When I finally decided to branch out beyond Dorothy Gilman’s Mrs. Pollifax books, I wasn’t going to venture to her young adult novels since those were harder to find. But after finding that The Maze in the Heart of the Castle played a part in her adult novel The Tightrope Walker, I had to track it down and give it a read. 

This is a hard book to pigeonhole. It is partially a book with a fantasy setting. Not that it involves wizards or magic but more unknown realms. More than anything, it uses these elements as allegory. 

The story follows Colin, who has recently lost his parents. He’s struggling, as you would expect for any sixteen-year-old who was in that situation. So when a family friend tells him that there is a castle on Rheembeck Mountain that might hold the answer for him, he sets out. When Colin arrives, he learns he will have to journey through a maze in the castle to find what he is looking for. Will he find it?

This book is essentially a series of challenges that Colin faces along the way. While that gives us more of an episodic narrative, in this case, it works. I was always anxious to see what would happen to him next and how he’d deal with the next complication. 

As such, Colin is the only character we see in the entire book. But even those he meets along the way are strong and help bring their sections to life. 

It’s the allegory where things fall a little flat for me. Obviously, the challenges Colin faces along the way represent various responses to grief. And I liked the way Colin grew from each stop he made. But when we reached the climax, I just didn’t feel like it quite worked the way I wanted it too. The allegory didn’t reach the climax I was expecting. But maybe that is the point, what getting through grief looks like for one person is different for someone else. 
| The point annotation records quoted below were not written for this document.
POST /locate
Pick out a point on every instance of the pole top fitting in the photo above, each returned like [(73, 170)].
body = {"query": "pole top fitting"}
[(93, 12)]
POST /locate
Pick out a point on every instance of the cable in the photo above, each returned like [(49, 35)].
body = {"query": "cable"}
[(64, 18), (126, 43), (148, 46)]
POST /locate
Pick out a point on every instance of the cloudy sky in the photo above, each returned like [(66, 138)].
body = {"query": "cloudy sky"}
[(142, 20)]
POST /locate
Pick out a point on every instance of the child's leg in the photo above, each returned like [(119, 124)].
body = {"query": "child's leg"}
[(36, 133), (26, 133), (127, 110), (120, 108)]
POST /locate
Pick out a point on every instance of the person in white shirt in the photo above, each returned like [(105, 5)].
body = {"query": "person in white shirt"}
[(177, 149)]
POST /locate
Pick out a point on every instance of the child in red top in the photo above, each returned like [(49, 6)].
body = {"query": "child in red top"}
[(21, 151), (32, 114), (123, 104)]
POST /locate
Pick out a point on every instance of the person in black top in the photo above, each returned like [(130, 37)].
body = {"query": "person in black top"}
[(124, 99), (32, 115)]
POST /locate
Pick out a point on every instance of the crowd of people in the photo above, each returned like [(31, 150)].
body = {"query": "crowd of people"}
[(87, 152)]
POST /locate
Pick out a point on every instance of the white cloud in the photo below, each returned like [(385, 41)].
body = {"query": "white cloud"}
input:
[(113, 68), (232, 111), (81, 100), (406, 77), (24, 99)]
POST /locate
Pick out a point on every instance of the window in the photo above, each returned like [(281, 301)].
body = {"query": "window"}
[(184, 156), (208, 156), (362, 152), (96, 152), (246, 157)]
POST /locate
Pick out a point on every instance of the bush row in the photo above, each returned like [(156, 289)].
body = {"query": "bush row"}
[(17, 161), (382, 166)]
I do have to comment on the history of this book. As I said earlier, it was originally mentioned in The Tightrope Walker, where what happened to the fictional author drove the story. Then, several years later, Ms. Gilman actually wrote the story and published it under her own name. That kind of thing is very fun to me. 

I’m glad I tracked down The Maze in the Heart of the Castle. Even if the ending didn’t quite work for me, I still enjoyed the book.